Talks
Events

Safety in Chaos: Forming Realistic Failure Hypotheses

Subbu Allamaraju at Strange Loop 2019

Subjecting systems to failures is supposed to increase confidence in their stability. But why? How do you form failure hypotheses? How do you reason about their safety? Why should your organization listen to you and invest in testing your failure hypotheses?
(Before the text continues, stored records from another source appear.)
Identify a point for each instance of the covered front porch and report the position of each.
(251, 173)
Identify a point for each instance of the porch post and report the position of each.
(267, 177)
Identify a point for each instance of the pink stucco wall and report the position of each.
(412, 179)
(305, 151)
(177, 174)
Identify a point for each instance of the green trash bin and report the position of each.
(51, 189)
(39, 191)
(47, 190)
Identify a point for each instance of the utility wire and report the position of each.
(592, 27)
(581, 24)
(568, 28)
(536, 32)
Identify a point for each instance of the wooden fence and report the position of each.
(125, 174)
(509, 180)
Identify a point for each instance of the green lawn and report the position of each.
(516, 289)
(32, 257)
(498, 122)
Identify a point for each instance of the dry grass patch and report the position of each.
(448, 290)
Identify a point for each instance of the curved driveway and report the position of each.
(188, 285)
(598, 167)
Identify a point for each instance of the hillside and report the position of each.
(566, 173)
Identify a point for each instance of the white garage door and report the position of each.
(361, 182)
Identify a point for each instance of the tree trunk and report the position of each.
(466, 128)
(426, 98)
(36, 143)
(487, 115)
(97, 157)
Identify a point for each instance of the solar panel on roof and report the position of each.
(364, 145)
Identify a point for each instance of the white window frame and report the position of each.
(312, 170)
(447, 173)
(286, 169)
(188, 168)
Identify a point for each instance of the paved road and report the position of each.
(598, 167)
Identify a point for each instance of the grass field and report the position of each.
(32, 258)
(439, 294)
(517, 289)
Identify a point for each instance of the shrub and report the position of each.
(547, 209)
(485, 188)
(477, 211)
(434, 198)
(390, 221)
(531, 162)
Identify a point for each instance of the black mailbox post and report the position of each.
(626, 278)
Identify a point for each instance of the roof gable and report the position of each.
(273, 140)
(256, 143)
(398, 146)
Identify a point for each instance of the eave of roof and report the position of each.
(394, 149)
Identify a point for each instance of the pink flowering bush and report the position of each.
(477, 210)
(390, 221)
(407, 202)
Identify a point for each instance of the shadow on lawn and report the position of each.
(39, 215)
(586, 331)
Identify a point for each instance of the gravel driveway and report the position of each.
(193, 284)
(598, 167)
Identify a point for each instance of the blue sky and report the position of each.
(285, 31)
These are some of the questions I faced during my quest to improve production stability at work. In this talk, we will discuss three questions:

How to form better hypotheses, and in particular, how to separate opinions from hypotheses? I will share some examples of overly simplistic hypotheses, testing of which may not produce desired outcomes.
How to push safety boundaries to help you increase the riskiness of your hypotheses? I will outline some tenets of increasing systems safety, before you can increase the riskiness of your hypothesis.
How to influence better trade-offs between investing in chaos engineering and everything else? How to release the constant trade-off tension that exists in most organizations, so that, you as engineer, can influence your organization to invest in chaos testing?

Subbu Allamaraju
@sallamar

Subbu Allamaraju is a senior technologist at the Expedia Group, where he is leading a large-scale migration of Expedia Group's travel platforms from enterprise data centers to a highly available architecture in the cloud. Subbu is a well-rounded engineer and influencer with hands-on experience in software development, architecture, distributed systems, services, internet protocols, operations, and the cloud. Over the past several years, he has helped build and empower several engineering and operations teams in these areas.